Dimanches de Ville d'Avray (Les)

Dimanches de Ville d'Avray (Les)
Titre original:Dimanches de Ville d'Avray (Les)
Réalisateur:Serge Bourguignon
Sortie:Cinéma
Durée:111 minutes
Date:07 avril 2010
Note:
Après avoir été sérieusement blessé pendant la guerre d'Indochine, le pilote Pierre a perdu la mémoire. Il habite chez sa copine Madeleine à Ville d'Avray, en banlieue parisienne. Son amnésie l'empêche d'aller de l'avant, puisqu'il ignore qui il est réellement. Un soir, en attendant Madeleine à la gare, il fait la connaissance de Françoise, une fille de bientôt douze ans, qui est déposée par son père dans un internat religieux. Pierre apprend que le père ne va pas revenir. Il rend alors visite à Françoise tous les dimanches, en se faisant passer pour son père et sans révéler cette relation innocente à Madeleine.

Critique de Tootpadu

Une gamine adorable et un héros marqué par les séquelles de la guerre : tous les éléments paraissent réunis afin de justifier pourquoi ce film plutôt obscur avait reçu en 1963 l'Oscar du Meilleur Film étranger, ainsi que deux nominations pour le scénario et la musique l'année suivante. Et pourtant, Les Dimanches de Ville d'Avray n'est nullement le genre d'épopée sentimentale et réconfortante, qui rafle d'habitude ce prix ces temps-ci. Au contraire, la relation ambiguë entre Pierre et Françoise ne manque pas de susciter un malaise constant. Le point de vue moral indécis du film lui sera en fin de compte fatal. Avant que les bonnes moeurs n'écrasent violemment la fleur délicate de l'amour innocent entre le vétéran et l'orphelin, il est permis à ces derniers de s'épanouir dans une complicité et un attachement émotionnel peu présents au cinéma.
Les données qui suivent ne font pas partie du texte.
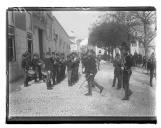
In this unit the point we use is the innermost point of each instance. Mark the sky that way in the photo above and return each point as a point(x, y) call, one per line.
point(77, 23)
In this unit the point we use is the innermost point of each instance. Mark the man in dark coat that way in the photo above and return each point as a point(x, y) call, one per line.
point(27, 65)
point(90, 71)
point(152, 67)
point(69, 69)
point(117, 63)
point(37, 66)
point(126, 75)
point(54, 67)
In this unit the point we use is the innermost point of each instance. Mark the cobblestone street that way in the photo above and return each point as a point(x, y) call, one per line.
point(62, 100)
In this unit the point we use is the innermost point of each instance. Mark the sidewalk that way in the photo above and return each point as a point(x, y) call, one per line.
point(36, 100)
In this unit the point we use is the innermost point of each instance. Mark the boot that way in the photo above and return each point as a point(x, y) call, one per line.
point(89, 91)
point(125, 98)
point(101, 90)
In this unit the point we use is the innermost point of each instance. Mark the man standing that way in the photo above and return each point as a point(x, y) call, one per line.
point(69, 69)
point(117, 71)
point(26, 65)
point(98, 60)
point(90, 71)
point(152, 66)
point(54, 67)
point(126, 75)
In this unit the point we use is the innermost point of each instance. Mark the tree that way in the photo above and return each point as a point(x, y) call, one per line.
point(147, 28)
point(109, 35)
point(140, 25)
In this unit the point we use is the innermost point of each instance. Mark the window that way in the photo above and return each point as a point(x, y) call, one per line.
point(29, 43)
point(20, 20)
point(11, 44)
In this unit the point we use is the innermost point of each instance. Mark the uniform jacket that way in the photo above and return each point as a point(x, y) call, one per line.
point(90, 65)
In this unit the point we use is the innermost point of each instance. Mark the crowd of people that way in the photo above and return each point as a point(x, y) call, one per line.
point(122, 69)
point(51, 68)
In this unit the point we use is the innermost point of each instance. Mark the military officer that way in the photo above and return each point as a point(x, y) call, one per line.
point(117, 63)
point(90, 71)
point(126, 75)
point(152, 66)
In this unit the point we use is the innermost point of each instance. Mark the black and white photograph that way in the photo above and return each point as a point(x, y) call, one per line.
point(81, 64)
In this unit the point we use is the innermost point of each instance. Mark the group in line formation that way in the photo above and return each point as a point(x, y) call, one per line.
point(144, 62)
point(122, 70)
point(51, 68)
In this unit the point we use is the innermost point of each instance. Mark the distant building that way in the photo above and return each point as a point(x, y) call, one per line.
point(33, 31)
point(136, 47)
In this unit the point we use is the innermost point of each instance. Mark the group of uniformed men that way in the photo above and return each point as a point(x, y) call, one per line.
point(55, 65)
point(122, 71)
point(51, 68)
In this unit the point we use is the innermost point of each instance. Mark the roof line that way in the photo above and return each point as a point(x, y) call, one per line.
point(61, 26)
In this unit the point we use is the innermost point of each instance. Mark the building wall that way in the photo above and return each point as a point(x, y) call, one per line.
point(15, 70)
point(33, 24)
point(137, 48)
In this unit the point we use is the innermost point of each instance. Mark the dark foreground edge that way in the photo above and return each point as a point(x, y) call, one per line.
point(76, 119)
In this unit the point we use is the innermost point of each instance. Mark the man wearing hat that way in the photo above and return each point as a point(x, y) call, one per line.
point(90, 71)
point(117, 63)
point(127, 64)
point(26, 65)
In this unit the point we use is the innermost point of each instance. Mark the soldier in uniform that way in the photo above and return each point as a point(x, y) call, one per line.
point(98, 60)
point(152, 66)
point(90, 71)
point(37, 66)
point(117, 63)
point(69, 69)
point(126, 75)
point(54, 67)
point(26, 65)
point(48, 69)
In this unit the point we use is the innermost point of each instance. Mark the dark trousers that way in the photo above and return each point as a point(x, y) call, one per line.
point(118, 76)
point(69, 77)
point(54, 76)
point(92, 83)
point(151, 76)
point(126, 79)
point(38, 72)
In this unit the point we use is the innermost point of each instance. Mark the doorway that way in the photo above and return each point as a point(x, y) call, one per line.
point(40, 36)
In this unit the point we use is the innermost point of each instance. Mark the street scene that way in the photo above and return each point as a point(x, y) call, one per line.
point(81, 63)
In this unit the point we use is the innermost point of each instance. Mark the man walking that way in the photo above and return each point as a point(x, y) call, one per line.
point(152, 66)
point(90, 71)
point(126, 75)
point(117, 63)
En effet, de nos jours, une telle histoire souleverait immanquablement la question épineuse de la pédophilie. Mais rien de tel ici, puisque la méfiance de l'entourage du protagoniste ne se manifeste qu'à la toute fin du film, sa partie la plus verbeuse et la moins réussie.
Le traitement de la relation entre Pierre et Françoise et de ses implications sociales n'est cependant pas le seul aspect daté du film. La ressortie de ce que nous considérions plus comme une curiosité de l'Histoire du cinéma que comme un classique incontournable, en tout cas en France, nous permet en effet de nous rendre compte à quel point l'expression filmique et ses préoccupations formelles ont évolué de façon significative depuis un demi-siècle. Les années 1960 se sont distinguées par une quête presque métaphysique du sens des choses et de la vie. Ainsi, le fond psychologique des troubles de Pierre n'est pas expliqué d'une manière explicite, mais son mal de vivre, qui est au fond celui de tous les personnages, pèse sur le récit comme une mise en garde abstraite. Ce malaise existentiel et ce dépouillement des certitudes se retrouvent du côté visuel du film. Dans le cadre d'un langage cinématographique libéré par la Nouvelle Vague, tous les motifs, aussi farfelus soient-ils, sont permis pour transmettre symboliquement les intentions du film. A la limite, ce sont surtout ces plans des cercles dans l'eau ou des convives vus à travers le fond du verre qui enferment esthétiquement ce film dans une époque définitivement révolue.
Enfin, les interprétations jouent un rôle important dans la création d'un malaise durable et passablement malsain. Hardy Krüger en héros de guerre amnésique s'en sort encore le mieux, puisque son jeu détaché permet à Pierre de rester à l'écart, dans sa bulle d'une folie douce, de tout jugement moral sévère. Patricia Gozzi et Nicole Courcel ont déjà beaucoup plus de mal à faire exister les deux extrémités émotionnelles entre lesquelles Pierre s'use. Tandis que la première fait bien trop promptement couler les larmes à flots pour nous émouvoir, la deuxième peine à rendre intéressant son personnage dévoué, et même assez masochiste dans son amour unilatéral pour Pierre, en dehors de sa fonction scénaristique de base comme lien fragile avec la raison et le respect des conventions sociales.